Lake Almanor/Eagle Lake
Lakes – Boat only
Full Day: $525 (1-2 Anglers) / Half Day/Hex Hatch: $425 (1-2 Anglers)
Lake Almanor – Float tube only/Hex Hatch only
Hex Hatch: $150 ea (3 Anglers minimum – 6 Anglers maximum)
Lake Almanor is the aquifer created by Canyon Dam, located near Chester, CA. As one of the first hydroelectric dams in California, construction on Canyon Dam began in 1912 and saw its completion in 1914. Lake Almanor takes its name from Alice, Martha, and Elinore the three daughters of the dam project coordinator Guy C. Earls. This aquifer is fed by creeks like Bailey Creek, Hamilton Branch, Benner Creek, Last Chance Creek, and Upper North Fork Feather River, as well as springs throughout the lake. The springs, help keep Lake Almanor waters cool during the hot summer months. Almanor provides great fishing opportunities year-round with good populations of rainbow trout, brown trout, Chinook salmon, smallmouth bass, carp, bullhead, and channel catfish. We primarily focus on the rainbow trout, brown trout, and smallmouth bass. With the fish rearing program (spearheaded by Almanor Fishing Association), coupled with the cooler water, and plentiful aquatic insect populations these fish thrive and grow big fast. The average size of fish here is 18” – 22”, however, we catch 24” – 30” fish here consistently.
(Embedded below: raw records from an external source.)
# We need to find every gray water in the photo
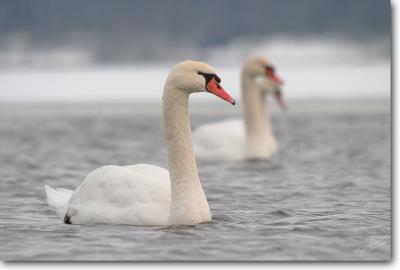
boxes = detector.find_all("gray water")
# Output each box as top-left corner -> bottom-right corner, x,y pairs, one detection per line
0,101 -> 391,260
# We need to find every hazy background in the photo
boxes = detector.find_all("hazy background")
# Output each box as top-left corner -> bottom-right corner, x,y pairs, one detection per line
0,0 -> 391,102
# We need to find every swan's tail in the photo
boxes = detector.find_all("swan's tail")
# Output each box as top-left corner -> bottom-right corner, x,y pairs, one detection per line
44,185 -> 73,219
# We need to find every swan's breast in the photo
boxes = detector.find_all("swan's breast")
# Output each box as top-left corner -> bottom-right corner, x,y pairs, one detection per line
68,164 -> 171,225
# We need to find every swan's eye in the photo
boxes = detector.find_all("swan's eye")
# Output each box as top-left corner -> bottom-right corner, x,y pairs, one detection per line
265,65 -> 275,72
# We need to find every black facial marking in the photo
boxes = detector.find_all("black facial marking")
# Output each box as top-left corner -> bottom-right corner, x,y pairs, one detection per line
64,214 -> 71,224
197,71 -> 221,85
265,65 -> 275,72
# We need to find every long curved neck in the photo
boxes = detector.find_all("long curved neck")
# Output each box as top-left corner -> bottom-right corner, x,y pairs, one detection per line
163,81 -> 211,224
242,69 -> 272,158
We also offer services to Eagle Lake in early winter and late spring.
Smallie Bite: In late March through mid-May, as the water starts to warm up, we go in search of smallmouth bass. The “smallies” will be moving out to the points, getting ready to spawn. The males defend the females, and redds with ferocious tenacity. They will attack anything that comes close to the redds. We use balanced leeches, pond smelt, PMD, BWO, caddis, and midge patterns under a long leader with an indicator (think float and fly). We target the far side of rocky points, where the smallies are heading to spawn. As the water temperatures continue to rise, we start looking for the trout moving in closer to shore and into the coves in search of one of their favorite meals the Hexagenia limbata.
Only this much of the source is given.